IRS expands identity theft efforts, but you still need to protect yourself. Although the IRS is working harder than ever this year to prevent identity theft and stop the filing of fraudulent tax returns it’s still important that you protect yourself for those who would use your identity to enrich themself’s by using your identity or personal information.
The IRS has more than doubled the number of employees from last year to more than 3,000, who work on identity theft cases. It is working to reduce the 180 days it currently takes to resolve most cases. For 2013, the IRS’s expanded efforts include (1) increasing the number and quality of screening filters that spot fraudulent returns before refunds are issued, (2) additional IRS criminal investigations, (3) expanding the pilot program that allows local law enforcement agencies in nine states to obtain tax return data and assist in investigations, and (4) collaborating with more than 130 financial institutions to identify fraud schemes and block refunds from reaching the hands of thieves.
If you think this means you are protected think again. Treasury Inspector General for Tax Administration noted that the IRS reported that it detected 938,664 tax returns totaling $6.5 billion in fraud in 2011 tax year. These fraudulent returns meant delays for tax payers expecting refunds of up to 12 months. Worse yet the same information used to produce a fraudulent tax return can be used to open credit card accounts, borrow money and generally wreak havoc on your credit and your life.
So how do your protect yourself? While there is no sure fire way to make sure you will not be a victim of identity theft you can take steps to reduce the chance of it happening to you.
Step one don’t make your personal information available to others. This mean don’t post your date of birth, city of birth, College or other information on the internet. FaceBook, Google and the many other social media sites are not your friend when it comes to protecting your ID.
Step two don’t give your social security number to just anyone, while this number is needed by your employer and bank and investment firm it should not be used as identification for other things or shared with others through unsecured email, treat it like the important key it is. Think of your social security number as a key to your credit, with it and a little other personal information a criminal can get access to your credit and your reputation.
Step three; don’t use a tax shop that just pops up when tax time rolls around. These tax firms that pop up at tax time can afford to work cheap because there is so much money to be made from the information they collect (not in any good ways). You should also beware of anyone that offers to take the fee out of your refund. Your tax refund should go to your account and not to the address or account of a tax preparer or his bank. Find a professional that has been in business for some time (the longer the better) and whose office is open year round. Get a referral from a friend or associate you trust. If the tax preparer won’t sign your return once complete and does not include his PTIN (preparer ID) on the completed return not only should you not use them but you should also report them to the IRS. The only tax professionals currently subject to IRS regulation and supervision are Enrolled Agents (EAs), Certified Public Accountants (CPAs) and Attorneys. These professionals are subject to IRS circular 230 which governs rules of conduct, continuing education and more.

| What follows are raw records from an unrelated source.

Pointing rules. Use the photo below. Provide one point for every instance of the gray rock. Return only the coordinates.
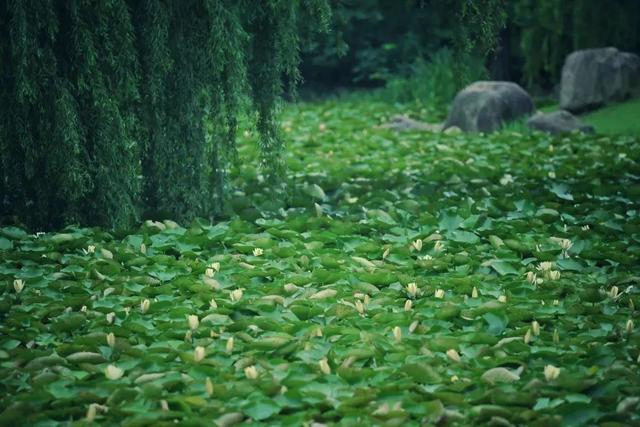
(403, 123)
(594, 77)
(485, 106)
(558, 122)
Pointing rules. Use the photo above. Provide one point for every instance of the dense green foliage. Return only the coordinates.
(325, 282)
(121, 108)
(381, 40)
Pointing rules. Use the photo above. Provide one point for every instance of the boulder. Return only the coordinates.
(484, 106)
(594, 77)
(403, 123)
(558, 122)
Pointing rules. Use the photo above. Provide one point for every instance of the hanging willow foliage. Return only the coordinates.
(117, 108)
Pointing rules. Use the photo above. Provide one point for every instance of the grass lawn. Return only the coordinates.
(400, 279)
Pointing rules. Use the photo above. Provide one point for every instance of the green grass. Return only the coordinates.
(322, 330)
(623, 118)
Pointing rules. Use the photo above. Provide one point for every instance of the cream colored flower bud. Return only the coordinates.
(453, 355)
(193, 321)
(251, 372)
(236, 295)
(324, 366)
(112, 372)
(199, 353)
(629, 326)
(110, 317)
(408, 305)
(535, 328)
(111, 339)
(18, 285)
(412, 289)
(551, 372)
(397, 334)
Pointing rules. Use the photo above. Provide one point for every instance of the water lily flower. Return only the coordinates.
(324, 366)
(18, 285)
(412, 289)
(397, 334)
(453, 355)
(193, 321)
(629, 326)
(199, 353)
(236, 295)
(251, 372)
(111, 339)
(408, 305)
(110, 317)
(551, 372)
(112, 372)
(535, 328)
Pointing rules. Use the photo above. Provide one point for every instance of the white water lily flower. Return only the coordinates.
(453, 355)
(193, 321)
(251, 372)
(535, 328)
(408, 305)
(551, 372)
(18, 285)
(111, 339)
(324, 366)
(236, 294)
(199, 353)
(112, 372)
(412, 289)
(397, 334)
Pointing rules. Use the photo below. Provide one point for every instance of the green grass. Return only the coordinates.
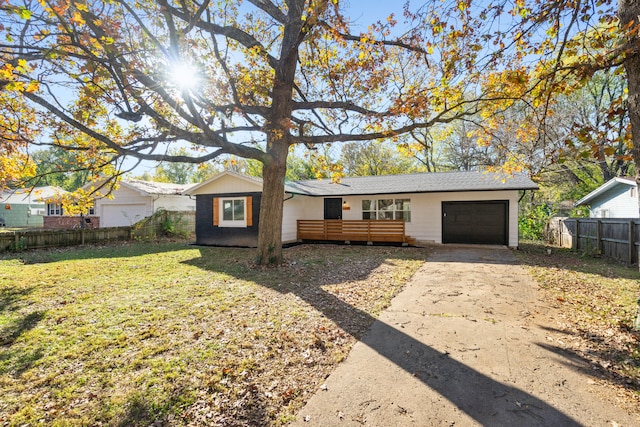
(131, 334)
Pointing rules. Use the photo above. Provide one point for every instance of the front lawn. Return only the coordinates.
(596, 304)
(164, 333)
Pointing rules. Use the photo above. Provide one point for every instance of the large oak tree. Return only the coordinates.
(110, 79)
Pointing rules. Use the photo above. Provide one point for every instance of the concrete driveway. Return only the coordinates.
(466, 343)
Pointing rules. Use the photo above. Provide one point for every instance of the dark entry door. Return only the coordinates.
(333, 208)
(475, 222)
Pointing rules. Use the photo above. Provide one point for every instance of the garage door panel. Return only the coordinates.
(481, 222)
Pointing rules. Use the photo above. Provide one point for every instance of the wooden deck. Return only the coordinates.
(387, 231)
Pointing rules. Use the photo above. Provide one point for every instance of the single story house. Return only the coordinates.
(26, 207)
(449, 207)
(135, 200)
(617, 198)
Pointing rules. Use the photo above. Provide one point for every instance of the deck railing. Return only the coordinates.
(392, 231)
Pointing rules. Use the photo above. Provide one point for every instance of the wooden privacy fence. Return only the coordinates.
(37, 239)
(180, 222)
(610, 237)
(392, 231)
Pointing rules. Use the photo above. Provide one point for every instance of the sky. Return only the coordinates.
(362, 12)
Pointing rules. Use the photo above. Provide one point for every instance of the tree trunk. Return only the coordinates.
(271, 207)
(628, 11)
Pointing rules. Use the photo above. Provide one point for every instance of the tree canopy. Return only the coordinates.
(111, 79)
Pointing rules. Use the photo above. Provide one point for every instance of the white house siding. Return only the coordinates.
(173, 203)
(126, 208)
(619, 202)
(426, 211)
(129, 206)
(225, 184)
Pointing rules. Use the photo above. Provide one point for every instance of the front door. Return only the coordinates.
(333, 208)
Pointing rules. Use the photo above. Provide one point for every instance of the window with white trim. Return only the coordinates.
(233, 212)
(54, 209)
(387, 209)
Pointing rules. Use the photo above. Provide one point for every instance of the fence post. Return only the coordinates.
(632, 243)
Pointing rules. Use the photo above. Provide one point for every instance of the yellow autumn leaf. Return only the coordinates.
(33, 86)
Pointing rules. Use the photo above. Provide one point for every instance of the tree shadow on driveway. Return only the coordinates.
(487, 401)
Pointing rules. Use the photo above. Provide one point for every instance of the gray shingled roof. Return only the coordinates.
(413, 183)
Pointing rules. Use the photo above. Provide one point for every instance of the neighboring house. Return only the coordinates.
(27, 207)
(617, 198)
(450, 207)
(135, 200)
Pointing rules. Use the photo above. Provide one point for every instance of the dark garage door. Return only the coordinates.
(475, 222)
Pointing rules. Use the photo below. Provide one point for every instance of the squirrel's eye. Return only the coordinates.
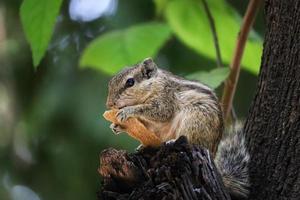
(129, 82)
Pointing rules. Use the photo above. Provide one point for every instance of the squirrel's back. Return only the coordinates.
(232, 160)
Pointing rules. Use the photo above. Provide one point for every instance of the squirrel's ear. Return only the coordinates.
(149, 68)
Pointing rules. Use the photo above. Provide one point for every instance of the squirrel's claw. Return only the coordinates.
(122, 115)
(116, 129)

Step four; don’t leave your information lying around. Keep copies of tax returns and other important information locked up and out of sight of those that may wish to steal it. Don’t throw bank statements, credit card statements, insurance cards or other forms in the trash where anyone can get them. Shred these documents before throwing them away.
Step five keep an eye on your bank accounts and credit reports. Check your bank and investment account statements monthly; report any transactions that you don’t recognize. Review your credit report regularly; if someone is checking your credit that you don’t recognize find out who they are and why they requested the information.
These five steps will help to safe guard your information and make you aware if your identity is compromised. If you find a problem or if your identity is stolen file a police report as soon as you are aware. Although the police may not be able to do much to help, having the report on file goes a long way to protect you from becoming responsible for the thief’s activities. You should also report theft of suspicious activity to your bank and credit card providers right away if you find or suspect a problem.